“There are too many nonprofits.”

“Yes,” someone else will chime in. “There are too many nonprofits.”

It’s a comment I hear frequently in gatherings of funders, and when it’s said, I notice, many people nod.

We heard this from some foundation CEOs when my colleagues on our research team interviewed them about the current context last fall, and I hear it frequently in my travels and meetings. David Callahan, whose writings about philanthropy I appreciate and frequently (but not always) agree with, made the same argument last year in Inside Philanthropy, suggesting that many organizations are inefficiently duplicative or just “mediocre.”

The vision, I guess, is that, after a purging, the resources that had gone to the “mediocre” organizations that cease to exist somehow gets redeployed to other nonprofits — the exemplary ones. Of course, it’s more complicated than that. These judgments are highly subjective: one person’s mediocre organization is another’s exemplar.

It’s true there are more than 1.5 million 501(c)(3) charitable organizations in the U.S., and, admittedly, that is a big number. Still, I don’t really know if that’s “too many” or not. Who am I to say, after all? Presumably if a nonprofit has enough funding to exist, then some set of supporters has deemed that organization worthy of support.

You don’t have to support them. I don’t have to support them. But if others do, isn’t there an argument to be made that this is what makes our pluralistic, diverse, sometimes messy nonprofit sector special and strong, with donors free to make their own choices about who to support?

Yet the idea that “there are too many nonprofits” remains a common lament.

"Too Many Nonprofits": A Sense of Overwhelm?

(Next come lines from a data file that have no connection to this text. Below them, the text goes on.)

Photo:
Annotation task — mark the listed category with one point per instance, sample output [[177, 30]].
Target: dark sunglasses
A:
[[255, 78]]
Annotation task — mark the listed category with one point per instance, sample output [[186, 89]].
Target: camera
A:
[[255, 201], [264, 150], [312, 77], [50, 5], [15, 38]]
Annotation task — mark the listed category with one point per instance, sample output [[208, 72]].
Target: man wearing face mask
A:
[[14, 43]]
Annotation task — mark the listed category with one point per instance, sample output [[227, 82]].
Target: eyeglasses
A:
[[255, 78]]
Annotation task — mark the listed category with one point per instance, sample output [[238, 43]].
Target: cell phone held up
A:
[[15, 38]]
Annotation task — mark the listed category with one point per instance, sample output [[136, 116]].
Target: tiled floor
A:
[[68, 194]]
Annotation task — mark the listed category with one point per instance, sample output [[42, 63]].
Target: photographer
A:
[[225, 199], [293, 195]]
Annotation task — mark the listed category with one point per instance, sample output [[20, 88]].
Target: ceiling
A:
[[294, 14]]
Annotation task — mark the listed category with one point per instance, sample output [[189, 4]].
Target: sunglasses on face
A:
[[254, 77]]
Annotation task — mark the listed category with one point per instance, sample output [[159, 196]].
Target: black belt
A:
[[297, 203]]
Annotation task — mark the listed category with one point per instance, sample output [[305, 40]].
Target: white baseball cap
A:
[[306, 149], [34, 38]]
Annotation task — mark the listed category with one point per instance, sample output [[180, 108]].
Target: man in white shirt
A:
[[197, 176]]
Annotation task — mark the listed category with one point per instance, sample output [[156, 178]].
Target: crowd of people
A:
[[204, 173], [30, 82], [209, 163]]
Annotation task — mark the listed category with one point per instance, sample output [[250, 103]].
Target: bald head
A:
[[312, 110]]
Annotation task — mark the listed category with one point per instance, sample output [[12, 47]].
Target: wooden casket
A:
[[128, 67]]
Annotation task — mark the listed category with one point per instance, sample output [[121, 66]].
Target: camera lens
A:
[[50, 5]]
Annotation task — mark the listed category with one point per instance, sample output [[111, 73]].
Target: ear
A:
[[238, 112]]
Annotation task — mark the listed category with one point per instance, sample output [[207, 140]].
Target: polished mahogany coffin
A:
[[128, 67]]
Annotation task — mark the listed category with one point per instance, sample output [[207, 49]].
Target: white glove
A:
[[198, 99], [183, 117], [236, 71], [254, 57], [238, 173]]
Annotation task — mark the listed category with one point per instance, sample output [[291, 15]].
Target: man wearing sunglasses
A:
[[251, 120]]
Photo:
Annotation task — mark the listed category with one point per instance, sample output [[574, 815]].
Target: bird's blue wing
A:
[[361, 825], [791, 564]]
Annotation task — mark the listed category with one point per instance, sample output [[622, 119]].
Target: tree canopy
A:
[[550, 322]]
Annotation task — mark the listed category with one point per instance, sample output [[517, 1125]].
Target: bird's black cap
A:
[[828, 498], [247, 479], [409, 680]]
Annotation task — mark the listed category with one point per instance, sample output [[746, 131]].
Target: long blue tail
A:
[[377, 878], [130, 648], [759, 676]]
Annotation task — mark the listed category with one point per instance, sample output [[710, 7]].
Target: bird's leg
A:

I have heard this sentiment more and more in recent months, as we at CEP have shared data about the degree to which nonprofits across the country are reeling (and we’ll be sharing more data tomorrow — more on that later in this post). At some level, foundation leaders feeling like there are “too many nonprofits” makes total sense: foundations, after all, are seeing increased demand for funding as a result of the ripple effects of federal funding cuts and other challenges, as our research has shown. It’s legitimately overwhelming.